İzmir'de cami avlusunda eğitim

Belenbaşı'nda geçen yıl yenilenmek üzere yıkılan okul inşaatı yarım kalınca, öğrenciler cami avlusuna kurulan konteynerlerde eğitim almaya başladı.

SHABER3.COM

İzmir'in Buca ilçesinin kırsal mahallelerinden Belenbaşı'nda yaklaşık 60 öğrencisi bulunan ilk ve ortaokul binaları, geçen yıl yenilenmek üzere yıkıldı. Ayrı ayrı iki binanın yapım işini alan firma, konkordato ilan etti. Şirket iflas edince, okul inşaatları yarım kaldı. Okul binaları tamamlanamayan öğrenciler, cami avlusuna kurulan konteynerlerde eğitim almaya başladı.

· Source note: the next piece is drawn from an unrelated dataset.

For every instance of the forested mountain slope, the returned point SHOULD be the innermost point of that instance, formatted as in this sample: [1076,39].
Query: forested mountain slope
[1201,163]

Belenbaşı’ndaki ilk ve ortaokul binaları, geçen yıl yenilenmek üzere yıkıldı. İhaleyi kazanan şirket, biri ilkokul diğeri ortaokul olmak üzere iki ayrı bina için yapılan ihaleyi alarak, çalışmalara başladı. Kaba inşaatı biten okulların çalışmaları bitmek üzereyken, yüklenici firma iflas ettiğini açıkladı. Geçen yıl aralık ayından itibaren okulsuz kalan öğrenciler için mahallenin cami avlusuna bir tane konteyner konuldu. Öğrencilerin bir kısmı burada eğitim almaya başladı. Bazı öğrenciler de caminin müştemilatında ders başı yaptı. Okul müdürü ve öğretmenler için de yine camide idari bina oluşturuldu.

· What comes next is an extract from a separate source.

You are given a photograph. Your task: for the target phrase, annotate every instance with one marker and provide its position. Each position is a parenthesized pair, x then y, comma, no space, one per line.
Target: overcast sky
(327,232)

Milli Eğitim İl Müdürü Ömer Yahşi, inşaat ihalesini alan şirketin iflas ettiğini, konuya dair Milli Eğitim Bakanlığına yazı yazdıklarını belirtti. Yahşi, "Yeniden okulu hayata geçirmek için çalışıyoruz. Okulu tamamlamak için var gücümüzle uğraşıyoruz. Süreci hızlandırıyoruz. Çok üzüldüğümüz bir konu" dedi.

"EĞİTİME YETERLİ KAYNAK AKTARILMAMASININ SONUCU"
Konuyla ilgili Evrensel'e değerlendirmede bulunan Eğitim Sen İzmir 5 No’lu Şube Başkanı Şenay Akyol, 21. yüzyılda cami avlusunda, konteynerlerde eğitim öğretim faaliyetinin sürdürülüyor olmasının MEB’in kamusal eğitime yeterli kaynak aktarmamasının sonucu olduğuna dikkat çekti. Eğitim öğretimin cami avlusunda yapılmasının Anayasa’nın laiklik ilkesine de aykırı olduğuna dikkat çeken Akyol “Plansız ve özel sektörün insafına kalmış bir eğitim sisteminin kendisi zaten problemlidir. Ayrıca yaşanan özel sektörün ne kadar kamu okullarının içine kadar girdiğinin ve okulların çalışmasını ne kadar engelleyebildiğinin de göstergesidir” dedi. Başta okullara yeterli kaynak aktarmayan MEB olmak üzere tüm yöneticilerin öğrencilerin ve öğretmenlerin yaşadığı bu mağduriyetten sorumlu olduğunu belirten Akyol “Eğitim Sen olarak, Anayasal bir hak olan eğitim öğretim faaliyetinin herkes için parasız, eşit, ulaşılabilir ve laik bir nitelikte olması için mücadeleye devam edeceğiz” ifadelerini kullandı.


"SAĞLIKSIZ, RUTUBETLİ ORTAMDA DERS YAPIYORLAR"
 Türk Eğitim Sen İzmir 1 No’lu Şube Başkanı Merih Eyyüp Demir ise bu tür yapıların çocuklar için sağlıksız olduğuna dikkat çekerek, "21'inci yüzyılda bu tür görüntülerin olması hoş değil. Eğitimde kaybedecek tek bir fert yoktur ancak bu çağda konteynerde eğitime devam ediyorsak burada büyük bir soru işareti var demektir" dedi.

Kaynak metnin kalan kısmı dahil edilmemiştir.